18th-century Scottish writer and journalist

William Guthrie (1708–1770) was a Scottish writer and journalist, now remembered as a historian.

==Life==
The son of an Episcopalian clergyman, he was born at Brechin, Forfarshire, in 1708. He was educated at Aberdeen University with a view to becoming a parochial schoolmaster, but he settled in London in 1730, and tried literature.

He was first engaged on parliamentary debates for the Gentleman's Magazine, his reports being revised by Samuel Johnson. He gradually made a reputation as a political writer, and in 1745 received a pension of £200 a year from the Pelham administration. He asked for and was granted a renewal of his pension by the Bute government in 1762.

Guthrie was referred to by Johnson in terms of some respect. He died on 9 March 1770, and was buried in Marylebone.

==Works==
Guthrie's first scholarly work was a History of England from the Invasion of Julius Cæsar to 1688, 4 vols., Lond. 1744–51; an attempt to base history on parliamentary records. Conceived as part of a coordinated Country-Whig project, it was paired with James Ralph’s post-Revolution sequel, The History of England, During the Reigns of King William, Queen Anne, and King George I, so that Guthrie carried the narrative to 1688 and Ralph treated the ensuing decades.

In 1763 he published a book titled Complete List of the English Peerage. In spite of revision by aristocrats, this work is inaccurate. About 1764–7 he published, along with collaborators, A General History of the World, from the Creation to the Present Time, in twelve volumes; this was favourably noticed in The Critical Review, it was said by the author himself. In 1767 appeared A General History of Scotland in 10 volumes.

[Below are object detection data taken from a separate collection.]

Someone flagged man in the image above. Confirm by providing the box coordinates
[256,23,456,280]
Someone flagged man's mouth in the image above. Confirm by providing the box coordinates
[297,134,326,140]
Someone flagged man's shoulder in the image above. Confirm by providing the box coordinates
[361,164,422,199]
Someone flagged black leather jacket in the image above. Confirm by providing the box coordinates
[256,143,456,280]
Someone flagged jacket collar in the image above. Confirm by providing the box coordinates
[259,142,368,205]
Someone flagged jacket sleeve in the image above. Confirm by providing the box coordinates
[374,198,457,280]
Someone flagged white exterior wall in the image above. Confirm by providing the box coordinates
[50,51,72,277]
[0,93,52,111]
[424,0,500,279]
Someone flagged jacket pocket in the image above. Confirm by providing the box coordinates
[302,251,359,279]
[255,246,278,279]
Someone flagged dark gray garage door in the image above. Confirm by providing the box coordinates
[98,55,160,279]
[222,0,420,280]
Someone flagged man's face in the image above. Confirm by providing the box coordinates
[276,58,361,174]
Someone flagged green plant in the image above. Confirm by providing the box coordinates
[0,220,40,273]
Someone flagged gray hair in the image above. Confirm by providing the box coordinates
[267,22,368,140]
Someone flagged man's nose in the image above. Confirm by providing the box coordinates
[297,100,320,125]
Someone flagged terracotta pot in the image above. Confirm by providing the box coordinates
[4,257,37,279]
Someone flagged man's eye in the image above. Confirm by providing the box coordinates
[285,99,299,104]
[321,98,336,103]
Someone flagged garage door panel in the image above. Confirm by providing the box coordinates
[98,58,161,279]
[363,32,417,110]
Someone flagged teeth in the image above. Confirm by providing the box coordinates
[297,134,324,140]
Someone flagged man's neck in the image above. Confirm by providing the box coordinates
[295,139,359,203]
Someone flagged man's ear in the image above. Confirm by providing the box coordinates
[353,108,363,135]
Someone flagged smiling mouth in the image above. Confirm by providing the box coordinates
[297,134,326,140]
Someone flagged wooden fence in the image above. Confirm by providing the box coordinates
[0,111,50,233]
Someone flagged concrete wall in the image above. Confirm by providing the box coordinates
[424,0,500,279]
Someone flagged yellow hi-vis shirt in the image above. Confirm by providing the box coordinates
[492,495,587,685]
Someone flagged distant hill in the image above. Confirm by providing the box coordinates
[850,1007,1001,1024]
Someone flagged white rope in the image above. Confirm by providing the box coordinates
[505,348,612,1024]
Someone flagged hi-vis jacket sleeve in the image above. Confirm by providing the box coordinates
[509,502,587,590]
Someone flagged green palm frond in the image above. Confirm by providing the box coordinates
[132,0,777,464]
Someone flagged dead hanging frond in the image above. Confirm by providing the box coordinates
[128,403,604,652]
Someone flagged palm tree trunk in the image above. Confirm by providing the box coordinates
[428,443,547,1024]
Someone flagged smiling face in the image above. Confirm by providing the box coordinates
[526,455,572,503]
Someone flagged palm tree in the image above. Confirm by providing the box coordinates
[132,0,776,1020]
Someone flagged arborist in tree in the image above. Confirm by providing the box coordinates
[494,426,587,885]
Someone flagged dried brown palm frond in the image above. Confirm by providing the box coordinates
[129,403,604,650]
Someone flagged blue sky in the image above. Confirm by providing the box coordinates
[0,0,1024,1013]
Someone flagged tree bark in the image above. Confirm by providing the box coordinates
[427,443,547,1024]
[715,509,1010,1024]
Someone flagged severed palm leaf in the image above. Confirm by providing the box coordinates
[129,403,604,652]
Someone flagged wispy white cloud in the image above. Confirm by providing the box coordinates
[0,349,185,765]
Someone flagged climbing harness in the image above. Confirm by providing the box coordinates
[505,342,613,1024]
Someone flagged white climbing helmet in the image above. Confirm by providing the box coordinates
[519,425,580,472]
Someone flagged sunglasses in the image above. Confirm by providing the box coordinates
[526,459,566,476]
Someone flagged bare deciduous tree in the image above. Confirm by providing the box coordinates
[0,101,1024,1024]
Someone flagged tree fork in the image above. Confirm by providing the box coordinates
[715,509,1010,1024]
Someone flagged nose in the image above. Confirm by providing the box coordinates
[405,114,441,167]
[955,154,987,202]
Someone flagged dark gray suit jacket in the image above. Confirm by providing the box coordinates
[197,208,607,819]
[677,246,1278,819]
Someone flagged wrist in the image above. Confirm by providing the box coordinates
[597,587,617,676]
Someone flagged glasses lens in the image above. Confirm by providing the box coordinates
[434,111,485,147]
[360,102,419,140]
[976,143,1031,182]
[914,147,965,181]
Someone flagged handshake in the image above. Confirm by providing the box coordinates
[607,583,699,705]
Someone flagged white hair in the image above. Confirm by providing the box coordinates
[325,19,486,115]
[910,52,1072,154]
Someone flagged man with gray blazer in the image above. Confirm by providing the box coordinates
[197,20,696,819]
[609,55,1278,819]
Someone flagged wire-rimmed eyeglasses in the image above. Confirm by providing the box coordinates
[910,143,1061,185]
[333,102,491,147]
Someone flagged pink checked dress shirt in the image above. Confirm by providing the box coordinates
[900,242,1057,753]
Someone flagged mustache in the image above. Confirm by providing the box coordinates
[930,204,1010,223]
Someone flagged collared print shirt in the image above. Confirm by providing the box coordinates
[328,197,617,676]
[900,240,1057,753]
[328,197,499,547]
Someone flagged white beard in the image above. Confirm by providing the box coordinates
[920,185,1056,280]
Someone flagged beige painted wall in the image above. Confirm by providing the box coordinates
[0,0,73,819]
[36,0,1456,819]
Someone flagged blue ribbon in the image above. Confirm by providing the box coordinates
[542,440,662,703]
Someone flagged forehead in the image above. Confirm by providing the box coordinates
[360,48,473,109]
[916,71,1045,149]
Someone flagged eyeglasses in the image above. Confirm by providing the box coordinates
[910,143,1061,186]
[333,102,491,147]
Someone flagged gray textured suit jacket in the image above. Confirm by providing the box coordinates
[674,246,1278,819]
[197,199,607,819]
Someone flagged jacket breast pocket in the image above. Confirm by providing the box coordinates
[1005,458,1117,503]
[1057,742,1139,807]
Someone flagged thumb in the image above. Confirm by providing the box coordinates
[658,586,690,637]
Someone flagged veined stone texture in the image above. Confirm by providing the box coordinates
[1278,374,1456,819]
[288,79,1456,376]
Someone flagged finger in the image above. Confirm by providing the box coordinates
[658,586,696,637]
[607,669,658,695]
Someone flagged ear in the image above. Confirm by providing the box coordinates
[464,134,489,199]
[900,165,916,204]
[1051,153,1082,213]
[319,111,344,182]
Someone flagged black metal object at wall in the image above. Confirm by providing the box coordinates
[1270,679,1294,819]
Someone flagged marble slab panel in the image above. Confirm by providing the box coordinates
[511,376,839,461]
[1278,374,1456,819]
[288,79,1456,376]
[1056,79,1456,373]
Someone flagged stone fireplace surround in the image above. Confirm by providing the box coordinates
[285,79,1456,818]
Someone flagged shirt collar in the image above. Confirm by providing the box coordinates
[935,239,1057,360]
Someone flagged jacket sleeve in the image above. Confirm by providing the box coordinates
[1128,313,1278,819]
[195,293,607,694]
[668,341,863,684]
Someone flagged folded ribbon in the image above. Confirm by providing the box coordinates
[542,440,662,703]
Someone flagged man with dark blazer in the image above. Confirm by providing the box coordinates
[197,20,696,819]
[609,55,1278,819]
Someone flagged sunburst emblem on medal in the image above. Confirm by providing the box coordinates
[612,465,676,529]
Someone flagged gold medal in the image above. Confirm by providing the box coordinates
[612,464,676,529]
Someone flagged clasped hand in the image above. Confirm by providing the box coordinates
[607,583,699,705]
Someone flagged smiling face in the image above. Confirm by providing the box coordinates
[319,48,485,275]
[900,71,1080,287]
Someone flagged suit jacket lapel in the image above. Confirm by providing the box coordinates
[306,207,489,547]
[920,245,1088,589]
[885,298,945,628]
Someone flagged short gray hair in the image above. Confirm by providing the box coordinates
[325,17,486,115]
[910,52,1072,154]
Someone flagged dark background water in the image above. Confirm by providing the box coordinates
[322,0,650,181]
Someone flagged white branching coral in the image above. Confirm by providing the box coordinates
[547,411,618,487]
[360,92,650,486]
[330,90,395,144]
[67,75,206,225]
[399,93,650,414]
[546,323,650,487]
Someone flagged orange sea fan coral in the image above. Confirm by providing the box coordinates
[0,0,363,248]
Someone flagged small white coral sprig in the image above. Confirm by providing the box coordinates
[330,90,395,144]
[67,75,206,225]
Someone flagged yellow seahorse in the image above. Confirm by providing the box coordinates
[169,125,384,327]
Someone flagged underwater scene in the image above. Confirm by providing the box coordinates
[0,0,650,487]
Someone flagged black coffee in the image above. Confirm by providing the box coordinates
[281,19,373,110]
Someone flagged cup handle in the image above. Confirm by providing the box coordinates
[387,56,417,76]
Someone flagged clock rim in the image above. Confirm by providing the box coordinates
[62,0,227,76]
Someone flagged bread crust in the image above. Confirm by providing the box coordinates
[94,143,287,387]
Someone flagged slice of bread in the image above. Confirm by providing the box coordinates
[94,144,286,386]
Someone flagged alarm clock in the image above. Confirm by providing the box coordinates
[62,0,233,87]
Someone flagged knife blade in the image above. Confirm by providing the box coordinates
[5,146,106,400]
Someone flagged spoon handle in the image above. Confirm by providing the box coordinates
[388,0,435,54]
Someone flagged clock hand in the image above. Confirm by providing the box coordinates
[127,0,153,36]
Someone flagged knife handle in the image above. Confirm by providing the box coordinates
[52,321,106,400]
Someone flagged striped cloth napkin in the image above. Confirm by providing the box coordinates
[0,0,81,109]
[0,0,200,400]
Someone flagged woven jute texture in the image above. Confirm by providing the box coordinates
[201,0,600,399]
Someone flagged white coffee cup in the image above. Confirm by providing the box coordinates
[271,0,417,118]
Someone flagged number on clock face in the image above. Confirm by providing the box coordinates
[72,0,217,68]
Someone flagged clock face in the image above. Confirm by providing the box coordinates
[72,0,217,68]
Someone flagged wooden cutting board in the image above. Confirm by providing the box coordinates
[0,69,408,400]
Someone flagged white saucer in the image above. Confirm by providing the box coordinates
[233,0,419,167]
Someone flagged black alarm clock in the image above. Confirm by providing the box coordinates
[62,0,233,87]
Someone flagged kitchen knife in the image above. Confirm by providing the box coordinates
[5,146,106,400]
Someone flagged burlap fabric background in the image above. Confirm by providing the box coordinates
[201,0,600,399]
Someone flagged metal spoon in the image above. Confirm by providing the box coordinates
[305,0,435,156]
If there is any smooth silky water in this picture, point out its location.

It is inaccurate, particularly in the early periods.

Probably his most noted book was his Geographical, Historical, and Commercial Grammar (1770), which reached numerous editions, and was translated into French in 1801. Besides translations from Quintilian (1756) and Cicero (1744–54–55–58), he also wrote The Friends, a sentimental novel, in two volumes (1754), and Remarks on English Tragedy (1757).